Indiens Nachfragewachstum halbiert sich 2024 nahezu
Im Gleichschritt mit China scheinen auch in Indien die Zeiten des unstillbaren Hungers nach Öl erst einmal vorbei zu sein. Nach Einschätzung des Energieberatungsunternehmens Rystad Energy wird das Wachstum der indischen Ölnachfrage von 290.000 Barrel pro Tag in diesem Jahr auf 150.000 Barrel pro Tag im nächsten Jahr zurückgehen. Damit würde sich die Wachstumsrate der Nachfrage annähern, die im Zeitraum zwischen 2011 und 2019 zu beobachten war.
In den letzten Jahren ist die indische Wirtschaft schneller als der globale Durchschnitt gewachsen – und damit auch der Energiebedarf. Seit letztem Jahr ist Indien zu einem der wichtigsten Abnehmer von sanktioniertem russischem Öl geworden, von dem es einen Großteil in Form von Kraftstoffen nach Europa exportiert, das die Sanktionen gegen russisches Rohöl aufgehoben hat.

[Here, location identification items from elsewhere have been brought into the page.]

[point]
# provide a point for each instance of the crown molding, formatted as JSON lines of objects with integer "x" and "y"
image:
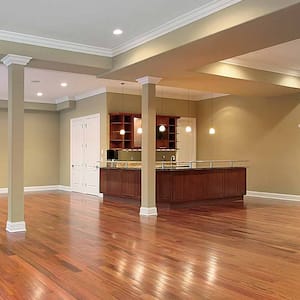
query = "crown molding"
{"x": 261, "y": 66}
{"x": 90, "y": 93}
{"x": 180, "y": 21}
{"x": 53, "y": 43}
{"x": 63, "y": 99}
{"x": 13, "y": 59}
{"x": 148, "y": 79}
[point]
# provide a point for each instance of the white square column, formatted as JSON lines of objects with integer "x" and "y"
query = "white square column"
{"x": 15, "y": 64}
{"x": 148, "y": 184}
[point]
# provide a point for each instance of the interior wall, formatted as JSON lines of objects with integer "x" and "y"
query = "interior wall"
{"x": 41, "y": 148}
{"x": 105, "y": 104}
{"x": 263, "y": 131}
{"x": 85, "y": 107}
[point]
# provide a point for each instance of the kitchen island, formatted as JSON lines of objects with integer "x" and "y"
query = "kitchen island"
{"x": 175, "y": 186}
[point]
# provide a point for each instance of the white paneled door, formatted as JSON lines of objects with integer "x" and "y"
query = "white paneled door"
{"x": 85, "y": 153}
{"x": 186, "y": 141}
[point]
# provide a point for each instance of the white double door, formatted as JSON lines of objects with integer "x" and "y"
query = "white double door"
{"x": 85, "y": 154}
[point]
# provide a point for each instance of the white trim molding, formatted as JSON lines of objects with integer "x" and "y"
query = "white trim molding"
{"x": 53, "y": 43}
{"x": 148, "y": 211}
{"x": 41, "y": 188}
{"x": 10, "y": 59}
{"x": 199, "y": 13}
{"x": 148, "y": 79}
{"x": 15, "y": 226}
{"x": 64, "y": 188}
{"x": 287, "y": 197}
{"x": 195, "y": 15}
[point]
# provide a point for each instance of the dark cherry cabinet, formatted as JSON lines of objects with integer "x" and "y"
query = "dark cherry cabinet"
{"x": 125, "y": 121}
{"x": 117, "y": 123}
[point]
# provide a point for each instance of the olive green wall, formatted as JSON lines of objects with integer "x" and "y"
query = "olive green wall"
{"x": 262, "y": 130}
{"x": 105, "y": 104}
{"x": 41, "y": 148}
{"x": 88, "y": 106}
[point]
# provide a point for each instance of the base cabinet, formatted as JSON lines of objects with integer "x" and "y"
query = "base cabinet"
{"x": 176, "y": 186}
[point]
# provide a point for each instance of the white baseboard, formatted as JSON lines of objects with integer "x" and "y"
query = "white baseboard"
{"x": 286, "y": 197}
{"x": 15, "y": 226}
{"x": 65, "y": 188}
{"x": 3, "y": 190}
{"x": 41, "y": 188}
{"x": 148, "y": 211}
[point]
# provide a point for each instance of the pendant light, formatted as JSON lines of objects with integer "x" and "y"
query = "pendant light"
{"x": 188, "y": 128}
{"x": 162, "y": 127}
{"x": 139, "y": 130}
{"x": 122, "y": 130}
{"x": 212, "y": 129}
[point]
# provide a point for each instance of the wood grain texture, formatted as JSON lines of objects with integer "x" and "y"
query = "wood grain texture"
{"x": 78, "y": 248}
{"x": 176, "y": 186}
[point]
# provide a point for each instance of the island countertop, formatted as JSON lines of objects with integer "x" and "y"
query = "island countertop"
{"x": 176, "y": 185}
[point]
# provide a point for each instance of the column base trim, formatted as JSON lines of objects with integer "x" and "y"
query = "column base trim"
{"x": 15, "y": 226}
{"x": 148, "y": 211}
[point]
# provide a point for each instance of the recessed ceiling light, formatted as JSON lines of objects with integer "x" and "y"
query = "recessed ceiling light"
{"x": 117, "y": 31}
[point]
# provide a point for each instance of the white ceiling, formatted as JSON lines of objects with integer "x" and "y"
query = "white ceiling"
{"x": 92, "y": 22}
{"x": 81, "y": 86}
{"x": 283, "y": 58}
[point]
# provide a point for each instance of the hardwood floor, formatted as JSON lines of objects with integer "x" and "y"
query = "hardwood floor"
{"x": 78, "y": 248}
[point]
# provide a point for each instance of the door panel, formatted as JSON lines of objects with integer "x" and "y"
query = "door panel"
{"x": 92, "y": 154}
{"x": 85, "y": 154}
{"x": 77, "y": 155}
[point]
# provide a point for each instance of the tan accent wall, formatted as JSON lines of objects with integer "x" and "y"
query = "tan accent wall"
{"x": 85, "y": 107}
{"x": 262, "y": 130}
{"x": 41, "y": 142}
{"x": 105, "y": 104}
{"x": 164, "y": 106}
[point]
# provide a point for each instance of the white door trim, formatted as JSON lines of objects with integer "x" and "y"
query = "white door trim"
{"x": 71, "y": 144}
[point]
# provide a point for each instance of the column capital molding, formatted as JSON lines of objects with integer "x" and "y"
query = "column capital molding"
{"x": 11, "y": 59}
{"x": 148, "y": 79}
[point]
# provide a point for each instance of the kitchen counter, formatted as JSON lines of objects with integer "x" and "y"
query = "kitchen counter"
{"x": 176, "y": 186}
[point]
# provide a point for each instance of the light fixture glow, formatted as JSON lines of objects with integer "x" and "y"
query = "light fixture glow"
{"x": 162, "y": 128}
{"x": 188, "y": 129}
{"x": 211, "y": 130}
{"x": 117, "y": 31}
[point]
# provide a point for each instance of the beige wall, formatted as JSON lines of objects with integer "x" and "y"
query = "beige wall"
{"x": 41, "y": 148}
{"x": 89, "y": 106}
{"x": 105, "y": 104}
{"x": 262, "y": 130}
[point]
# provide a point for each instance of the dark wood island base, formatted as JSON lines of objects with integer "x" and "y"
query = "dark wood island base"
{"x": 175, "y": 187}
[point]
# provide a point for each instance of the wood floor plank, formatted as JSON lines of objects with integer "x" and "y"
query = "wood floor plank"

Wachstumsprognosen zu optimistisch
Das weitere Wachstum wird sich nach Ansicht von Analysten verlangsamen, da Indiens Wirtschaft zur Normalität zurückkehrt. Dies dürfte den Druck auf die Ölpreise erhöhen, die den Prognosen zufolge bereits durch die Wahrnehmung einer Angebotsschwemme in Verbindung mit einer schwächeren globalen Nachfrage unter Druck geraten sind.
Kurzum: Die geringeren Ölimporte Indien und Chinas bedeuten letztlich, dass sich die Prognosen für ein robustes globales Nachfragewachstum, die von der OPEC und der IEA angeführt werden, wahrscheinlich als zu optimistisch erweisen.
Kaum Veränderungen bei den Heizölpreisen
Obwohl die Notierungen für Gasöl, dem Vorprodukt für Diesel und Heizöl, heute im frühen Handel leicht zulegen, wirkt sich dies bislang noch nicht auf die Heizölpreise aus. Gegenüber dem Vortag ergeben sich für Verbraucherinnen und Verbraucher im Bundesgebiet je nach Region Veränderungen von etwa -0,05 bis +0,45 Euro pro 100 Liter Heizöl.